With this complex network of intertwined interests and linkages, LeJ has continued to work with impunity in Pakistan since 1990s. In 2002 and 2004 respectively, two of its formidable leading heads, Usman Kurd and Dawood Badini were arrested from Karachi and were kept in a high security detention facility managed by the armed forces’ Frontier Constabulary in Quetta. From this high security jail where no one can enter without a pass, these two terrorists escaped in 2008 without even breaking a single lock as reported by senior journalist Amir Mir. The chain of complicity cannot be clearer than this.

After fleeing from the jail Kurd and Badini reactivated their network in Balochistan and presided over the massacre of hundreds of Shias including mainly the Hazara ever since. After the twin bombings on Alamdar Road Quetta in 2013, the subsequent protests by the Hazara community lead to the fall of Balochistan government under Aslam Raisani. Raisani himself hailed from Matung and had allegedly got the access to his hometown after a negotiated deal with the militants for ‘don’t touch me and I won’t touch you’ policy. Mastung, to date, remains a stronghold of LeJ with openly running training camps as reported by media many times.

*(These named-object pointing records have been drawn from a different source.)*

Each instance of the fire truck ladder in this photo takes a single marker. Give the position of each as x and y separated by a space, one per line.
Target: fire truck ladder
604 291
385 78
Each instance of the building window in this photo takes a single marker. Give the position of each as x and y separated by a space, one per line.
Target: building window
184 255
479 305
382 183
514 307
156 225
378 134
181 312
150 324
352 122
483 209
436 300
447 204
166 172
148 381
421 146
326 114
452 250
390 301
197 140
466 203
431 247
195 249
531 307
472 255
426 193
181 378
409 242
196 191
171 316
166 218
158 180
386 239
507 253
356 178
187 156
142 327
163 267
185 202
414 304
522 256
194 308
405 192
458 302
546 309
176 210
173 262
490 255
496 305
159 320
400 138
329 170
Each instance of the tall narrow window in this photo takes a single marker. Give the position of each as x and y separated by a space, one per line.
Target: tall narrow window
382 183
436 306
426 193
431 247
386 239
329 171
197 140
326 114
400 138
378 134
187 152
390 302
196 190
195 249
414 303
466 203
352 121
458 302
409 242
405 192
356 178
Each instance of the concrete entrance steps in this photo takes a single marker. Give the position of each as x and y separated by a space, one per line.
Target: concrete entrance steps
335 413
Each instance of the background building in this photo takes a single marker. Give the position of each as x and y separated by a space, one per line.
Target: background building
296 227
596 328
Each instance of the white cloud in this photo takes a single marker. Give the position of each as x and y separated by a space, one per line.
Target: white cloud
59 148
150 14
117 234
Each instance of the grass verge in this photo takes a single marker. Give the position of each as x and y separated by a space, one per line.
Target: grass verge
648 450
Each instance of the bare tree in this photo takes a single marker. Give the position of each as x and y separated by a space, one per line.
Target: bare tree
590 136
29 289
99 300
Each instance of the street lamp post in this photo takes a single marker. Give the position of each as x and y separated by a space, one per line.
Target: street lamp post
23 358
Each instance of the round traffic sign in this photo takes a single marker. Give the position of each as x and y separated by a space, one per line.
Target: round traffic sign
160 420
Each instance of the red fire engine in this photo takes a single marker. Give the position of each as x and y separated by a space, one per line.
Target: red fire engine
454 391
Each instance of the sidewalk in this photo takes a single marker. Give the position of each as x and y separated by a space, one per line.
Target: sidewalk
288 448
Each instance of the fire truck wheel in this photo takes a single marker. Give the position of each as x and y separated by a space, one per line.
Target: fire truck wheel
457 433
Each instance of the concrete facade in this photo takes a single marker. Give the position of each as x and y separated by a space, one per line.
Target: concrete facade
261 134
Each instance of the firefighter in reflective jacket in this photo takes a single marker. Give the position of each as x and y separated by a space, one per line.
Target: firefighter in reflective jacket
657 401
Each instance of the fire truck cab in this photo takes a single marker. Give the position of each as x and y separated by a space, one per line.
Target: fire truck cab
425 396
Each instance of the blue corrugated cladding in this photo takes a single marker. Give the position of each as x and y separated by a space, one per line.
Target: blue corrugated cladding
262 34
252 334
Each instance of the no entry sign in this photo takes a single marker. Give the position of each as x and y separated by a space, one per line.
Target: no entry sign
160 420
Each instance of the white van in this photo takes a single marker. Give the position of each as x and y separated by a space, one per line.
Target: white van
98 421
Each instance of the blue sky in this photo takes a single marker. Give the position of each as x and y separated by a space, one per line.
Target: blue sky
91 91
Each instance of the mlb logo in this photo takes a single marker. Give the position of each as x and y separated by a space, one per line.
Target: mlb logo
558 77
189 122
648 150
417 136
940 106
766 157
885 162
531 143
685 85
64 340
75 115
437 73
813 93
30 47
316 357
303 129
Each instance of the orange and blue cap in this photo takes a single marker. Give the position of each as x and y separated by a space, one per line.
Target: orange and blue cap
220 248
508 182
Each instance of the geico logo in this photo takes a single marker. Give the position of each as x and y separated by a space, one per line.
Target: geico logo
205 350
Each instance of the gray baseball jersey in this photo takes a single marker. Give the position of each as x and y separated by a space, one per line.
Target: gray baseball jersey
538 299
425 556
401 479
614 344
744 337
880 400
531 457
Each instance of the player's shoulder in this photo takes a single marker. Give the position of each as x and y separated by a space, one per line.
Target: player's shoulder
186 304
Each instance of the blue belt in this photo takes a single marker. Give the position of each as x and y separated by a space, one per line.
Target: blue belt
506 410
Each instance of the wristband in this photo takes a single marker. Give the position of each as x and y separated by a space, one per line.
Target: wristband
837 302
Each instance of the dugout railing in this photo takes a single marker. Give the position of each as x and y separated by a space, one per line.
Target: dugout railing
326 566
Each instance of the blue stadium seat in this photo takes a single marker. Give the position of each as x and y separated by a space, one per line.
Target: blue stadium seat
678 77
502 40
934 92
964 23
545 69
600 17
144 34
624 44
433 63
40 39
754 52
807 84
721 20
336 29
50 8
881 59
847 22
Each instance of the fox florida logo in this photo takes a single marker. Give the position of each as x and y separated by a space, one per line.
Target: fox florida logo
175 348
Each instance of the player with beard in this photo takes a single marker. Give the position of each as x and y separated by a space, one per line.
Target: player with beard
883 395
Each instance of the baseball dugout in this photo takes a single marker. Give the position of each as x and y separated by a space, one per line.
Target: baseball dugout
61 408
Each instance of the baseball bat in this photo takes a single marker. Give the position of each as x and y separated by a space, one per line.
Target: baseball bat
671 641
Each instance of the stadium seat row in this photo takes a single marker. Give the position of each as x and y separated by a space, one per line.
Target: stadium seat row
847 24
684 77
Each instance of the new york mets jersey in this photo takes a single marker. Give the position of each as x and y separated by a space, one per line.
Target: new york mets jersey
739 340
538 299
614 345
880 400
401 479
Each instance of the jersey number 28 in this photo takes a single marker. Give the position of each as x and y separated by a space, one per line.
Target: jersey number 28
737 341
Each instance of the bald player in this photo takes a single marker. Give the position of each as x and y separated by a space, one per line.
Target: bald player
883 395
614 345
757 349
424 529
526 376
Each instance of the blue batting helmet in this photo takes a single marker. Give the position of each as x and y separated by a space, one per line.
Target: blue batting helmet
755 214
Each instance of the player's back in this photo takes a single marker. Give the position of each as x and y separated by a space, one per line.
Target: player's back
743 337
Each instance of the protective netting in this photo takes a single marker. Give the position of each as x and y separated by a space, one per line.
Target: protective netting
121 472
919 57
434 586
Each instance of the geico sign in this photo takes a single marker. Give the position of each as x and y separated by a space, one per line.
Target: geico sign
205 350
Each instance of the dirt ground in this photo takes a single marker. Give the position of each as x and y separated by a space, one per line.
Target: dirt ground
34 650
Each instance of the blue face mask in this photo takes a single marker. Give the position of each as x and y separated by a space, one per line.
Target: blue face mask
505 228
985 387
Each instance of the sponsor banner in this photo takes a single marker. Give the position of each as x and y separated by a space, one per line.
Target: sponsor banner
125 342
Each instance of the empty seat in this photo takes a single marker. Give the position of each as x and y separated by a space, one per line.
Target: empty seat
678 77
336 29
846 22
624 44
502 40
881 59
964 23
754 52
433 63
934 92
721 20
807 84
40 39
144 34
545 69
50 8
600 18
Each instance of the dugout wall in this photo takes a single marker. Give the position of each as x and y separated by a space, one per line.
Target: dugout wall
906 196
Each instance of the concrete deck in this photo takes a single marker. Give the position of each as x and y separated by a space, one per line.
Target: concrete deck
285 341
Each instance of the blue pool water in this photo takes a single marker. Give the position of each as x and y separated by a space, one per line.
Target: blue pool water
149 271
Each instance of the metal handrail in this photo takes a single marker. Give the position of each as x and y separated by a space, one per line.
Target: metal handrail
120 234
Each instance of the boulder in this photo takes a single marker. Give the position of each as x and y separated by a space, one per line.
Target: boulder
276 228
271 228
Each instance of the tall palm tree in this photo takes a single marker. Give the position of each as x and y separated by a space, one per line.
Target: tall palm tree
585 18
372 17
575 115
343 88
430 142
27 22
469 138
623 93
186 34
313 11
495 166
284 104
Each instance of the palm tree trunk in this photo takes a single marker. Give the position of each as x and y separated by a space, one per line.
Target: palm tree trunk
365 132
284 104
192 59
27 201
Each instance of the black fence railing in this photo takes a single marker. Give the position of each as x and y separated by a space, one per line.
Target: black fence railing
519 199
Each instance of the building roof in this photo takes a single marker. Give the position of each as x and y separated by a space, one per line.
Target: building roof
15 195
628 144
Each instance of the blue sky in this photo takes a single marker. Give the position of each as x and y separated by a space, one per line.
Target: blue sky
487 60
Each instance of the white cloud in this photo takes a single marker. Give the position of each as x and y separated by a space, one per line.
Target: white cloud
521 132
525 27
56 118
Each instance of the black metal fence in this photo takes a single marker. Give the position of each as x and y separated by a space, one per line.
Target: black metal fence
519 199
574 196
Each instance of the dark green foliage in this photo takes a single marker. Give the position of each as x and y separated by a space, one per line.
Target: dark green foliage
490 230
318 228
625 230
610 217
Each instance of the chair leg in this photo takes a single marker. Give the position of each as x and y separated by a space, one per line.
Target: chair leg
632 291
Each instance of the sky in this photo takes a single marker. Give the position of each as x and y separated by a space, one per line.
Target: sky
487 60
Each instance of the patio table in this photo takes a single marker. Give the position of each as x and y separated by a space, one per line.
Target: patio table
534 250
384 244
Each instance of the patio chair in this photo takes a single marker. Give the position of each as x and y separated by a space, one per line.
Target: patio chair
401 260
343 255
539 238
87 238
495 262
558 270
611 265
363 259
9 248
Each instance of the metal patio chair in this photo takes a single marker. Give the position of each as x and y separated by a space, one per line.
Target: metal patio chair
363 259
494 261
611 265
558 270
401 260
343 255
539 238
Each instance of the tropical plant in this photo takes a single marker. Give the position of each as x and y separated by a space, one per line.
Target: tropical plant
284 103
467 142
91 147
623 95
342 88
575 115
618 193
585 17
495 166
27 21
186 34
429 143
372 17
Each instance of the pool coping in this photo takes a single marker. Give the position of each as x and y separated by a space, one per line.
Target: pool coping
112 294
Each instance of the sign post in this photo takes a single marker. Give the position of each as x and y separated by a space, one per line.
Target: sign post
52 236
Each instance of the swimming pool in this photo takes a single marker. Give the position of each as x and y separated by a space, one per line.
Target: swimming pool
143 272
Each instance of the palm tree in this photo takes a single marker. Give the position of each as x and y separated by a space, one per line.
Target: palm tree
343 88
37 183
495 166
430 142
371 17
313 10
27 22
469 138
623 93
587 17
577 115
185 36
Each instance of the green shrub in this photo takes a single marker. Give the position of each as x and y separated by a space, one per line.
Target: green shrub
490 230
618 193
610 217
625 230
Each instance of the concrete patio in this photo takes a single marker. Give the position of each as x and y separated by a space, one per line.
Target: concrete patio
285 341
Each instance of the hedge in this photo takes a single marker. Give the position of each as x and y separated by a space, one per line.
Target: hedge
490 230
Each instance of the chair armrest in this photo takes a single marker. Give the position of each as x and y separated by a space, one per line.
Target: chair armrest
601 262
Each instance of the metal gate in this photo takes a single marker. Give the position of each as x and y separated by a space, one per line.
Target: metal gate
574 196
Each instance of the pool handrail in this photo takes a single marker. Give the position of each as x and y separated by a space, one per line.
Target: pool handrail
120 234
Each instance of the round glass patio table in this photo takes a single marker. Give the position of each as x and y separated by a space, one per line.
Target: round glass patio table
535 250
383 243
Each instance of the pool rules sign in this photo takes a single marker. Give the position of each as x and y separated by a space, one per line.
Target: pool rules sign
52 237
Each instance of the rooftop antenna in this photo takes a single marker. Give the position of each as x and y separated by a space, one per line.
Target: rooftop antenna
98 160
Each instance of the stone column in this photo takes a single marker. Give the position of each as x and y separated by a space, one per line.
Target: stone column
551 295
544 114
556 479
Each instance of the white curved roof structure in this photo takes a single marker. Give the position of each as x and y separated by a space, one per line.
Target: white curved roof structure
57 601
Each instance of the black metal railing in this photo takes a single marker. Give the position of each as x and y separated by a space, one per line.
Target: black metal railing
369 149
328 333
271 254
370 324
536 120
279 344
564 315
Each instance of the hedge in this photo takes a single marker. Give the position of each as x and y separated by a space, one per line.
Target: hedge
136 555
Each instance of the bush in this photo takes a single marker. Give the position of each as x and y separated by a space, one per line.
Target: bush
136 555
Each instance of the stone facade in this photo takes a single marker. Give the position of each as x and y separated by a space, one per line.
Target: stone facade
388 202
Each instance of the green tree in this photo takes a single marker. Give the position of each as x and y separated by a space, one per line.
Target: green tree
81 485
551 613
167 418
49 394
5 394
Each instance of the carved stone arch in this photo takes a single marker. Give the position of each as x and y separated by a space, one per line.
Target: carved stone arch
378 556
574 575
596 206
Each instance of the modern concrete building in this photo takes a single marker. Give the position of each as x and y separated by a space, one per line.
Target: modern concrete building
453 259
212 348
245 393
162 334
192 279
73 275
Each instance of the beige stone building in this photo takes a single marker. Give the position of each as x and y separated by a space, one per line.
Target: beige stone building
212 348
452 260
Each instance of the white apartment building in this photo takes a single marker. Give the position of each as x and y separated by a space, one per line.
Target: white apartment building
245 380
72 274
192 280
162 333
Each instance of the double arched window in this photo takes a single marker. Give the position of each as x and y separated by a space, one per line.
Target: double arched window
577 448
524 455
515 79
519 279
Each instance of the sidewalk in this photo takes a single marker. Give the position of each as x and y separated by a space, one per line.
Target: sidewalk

When Raisani’s govt was dissolved by the previous regime in 2013 and promises were made for governor rule, the targeted operation against LeJ did not go on table somehow. This time when Hazara victim families demanded from Interior Minister for targeted operation against LeJ, the latter preferred to keep his promise general instead of being specific for LeJ that had claimed the responsibility openly. LeJ has undeniable ties with individuals from almost all political parties, especially the ruling party. Ever since the Prime Minister Nawaz Sharif was targeted by LeJ in 1999, PML-N knows who not to target. Probably that’s why one of their most prominent leaders in Punjab won the elections with LeJ and ASWJ support, later being political faction of the militant LeJ.

LeJ spokespersons, as was reported by a journalist in Quetta on condition of anonymity, routinely come to the Quetta Press Club, distribute their statements and threaten the reporters and media houses who do not carry their news. Abu Bakr Siddique, LeJ Quetta’s spokesperson openly claims responsibility like his central leader Malik Ishaq, and warns Hazara community to leave Pakistan. The hate material from LeJ is duly distributed in mosques, markets and on social media with no state institution being able to check.

Minister, who are you fooling anyway?

Marvi Sirmed is an Islamabad based campaigner for human rights and works on parliamentary strengthening and democratic governance.